Le premier coup est porté après le choc pétrolier de 1974. Le gouvernement décide d’une politique de protection des individus et de stimulation de la consommation. Le parlement, lui, tente de bloquer l’hémorragie des emplois en votant en 1973 la « cause réelle et sérieuse du licenciement » puis en 1975 « l’autorisation administrative préalable ». C’est la lente et fatale rigidification du droit du travail qui commence, et qui durera jusqu’aux assouplissements des lois Sapin, Rebsamen, Macron, El Khomri et les ordonnances Pénicaud. Après l’augmentation des cotisations patronales, jusqu’ici plafonnées dans leur assiette par la notion de « plafond de la Sécurité sociale », et leur déplafonnement dans l’assurance maladie, le coût du travail ne va cesser d’augmenter. L’épisode 1981, avec la cinquième semaine de congés payés, les 39 heures, les lois Auroux, l’IGF, et l’augmentation des charges patronales, poursuit le travail de sape. « Le modèle social français pèse de tout son poids sur les entreprises », écrit Nicolas Dufourq. Pour les PME industrielles, c’est un choc de compétitivité immédiat face aux Allemands, aux Italiens, aux Néerlandais. Et encore : à l’époque, l’économie n’est pas mondialisée.

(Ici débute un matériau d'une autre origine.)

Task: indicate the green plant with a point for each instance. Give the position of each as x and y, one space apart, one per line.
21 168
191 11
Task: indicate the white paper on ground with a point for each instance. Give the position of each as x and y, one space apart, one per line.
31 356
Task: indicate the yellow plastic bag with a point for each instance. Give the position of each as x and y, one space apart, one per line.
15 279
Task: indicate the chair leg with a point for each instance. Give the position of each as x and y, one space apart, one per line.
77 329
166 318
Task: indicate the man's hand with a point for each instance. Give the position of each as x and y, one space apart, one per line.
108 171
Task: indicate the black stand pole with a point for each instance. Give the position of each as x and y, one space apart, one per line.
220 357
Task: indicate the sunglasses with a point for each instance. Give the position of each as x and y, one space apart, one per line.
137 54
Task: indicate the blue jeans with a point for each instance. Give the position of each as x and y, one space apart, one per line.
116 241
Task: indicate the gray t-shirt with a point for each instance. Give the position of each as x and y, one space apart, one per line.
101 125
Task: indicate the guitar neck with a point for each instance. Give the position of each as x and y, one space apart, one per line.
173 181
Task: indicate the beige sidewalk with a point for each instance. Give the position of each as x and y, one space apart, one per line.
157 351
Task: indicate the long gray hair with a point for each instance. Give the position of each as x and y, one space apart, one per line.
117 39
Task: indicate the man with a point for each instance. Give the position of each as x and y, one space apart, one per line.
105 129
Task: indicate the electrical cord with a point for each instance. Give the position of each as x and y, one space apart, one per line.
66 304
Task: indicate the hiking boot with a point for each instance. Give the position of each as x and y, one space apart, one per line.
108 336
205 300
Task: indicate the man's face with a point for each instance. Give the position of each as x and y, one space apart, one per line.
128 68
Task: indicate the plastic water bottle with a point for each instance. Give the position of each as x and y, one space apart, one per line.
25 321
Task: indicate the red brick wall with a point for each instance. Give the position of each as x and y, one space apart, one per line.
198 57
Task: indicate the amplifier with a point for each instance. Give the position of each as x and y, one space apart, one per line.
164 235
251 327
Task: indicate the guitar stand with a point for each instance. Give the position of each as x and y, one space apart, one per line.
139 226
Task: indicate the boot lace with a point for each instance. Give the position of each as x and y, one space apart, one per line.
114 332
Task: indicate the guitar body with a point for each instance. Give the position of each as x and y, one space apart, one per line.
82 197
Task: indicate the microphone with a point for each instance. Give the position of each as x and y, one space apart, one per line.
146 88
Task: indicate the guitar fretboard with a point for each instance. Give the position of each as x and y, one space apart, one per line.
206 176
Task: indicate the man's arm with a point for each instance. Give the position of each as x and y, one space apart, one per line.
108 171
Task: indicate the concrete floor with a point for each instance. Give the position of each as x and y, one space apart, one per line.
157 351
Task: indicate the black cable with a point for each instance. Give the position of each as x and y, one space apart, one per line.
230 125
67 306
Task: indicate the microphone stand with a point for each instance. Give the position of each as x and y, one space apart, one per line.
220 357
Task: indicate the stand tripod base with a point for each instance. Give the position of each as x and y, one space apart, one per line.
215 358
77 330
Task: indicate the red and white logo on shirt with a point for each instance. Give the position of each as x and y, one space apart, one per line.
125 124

Tirer les leçons du passé pour ne plus recommencer

Les années 1990 et les années 2000 – avec le moment clé des 35 heures – viennent alourdir le fardeau. Impossible de résumer le déroulé méthodique auquel procède Nicolas Dufourcq, décennie par décennie. Tout y passe : le manque d’anticipation de la déferlante chinoise, la surestimation des difficultés allemandes et la sous-estimation de la transformation de l’Europe de l’Est en plateforme ultracompétitive, l’échec du plan machine-outil, la confiance mise dans les grands groupes pour mener une politique industrielle – alors qu’ils sont presque tous obligés de partir produire à l’étranger pour survivre...

Et l’on charge plus encore les entreprises qui restent, avec la C3S en 1992 ou le déplafonnement de l’ISF par Alain Juppé, qui force les dirigeants à remonter des dividendes pour permettre aux actionnaires familiaux de payer leur impôt. Mais Nicolas Dufourcq montre que la responsabilité est aussi syndicale ou médiatique. Tous coupables ?

Réindustrialiser est encore possible, à condition de tirer les leçons du passé. Depuis 2015, le détricotage a commencé. Ce livre tombe à pic pour que les candidats aux législatives prennent conscience du massacre perpétré, comprennent que l’effondrement de notre PIB par tête, par rapport à l’Allemagne, est la conséquence de ce désastre industriel, et intègrent le message : plus jamais ça.

La désindustrialisation de la France, 1995-2015, par Nicolas Dufourcq, Editions Odile Jacob, 384 p.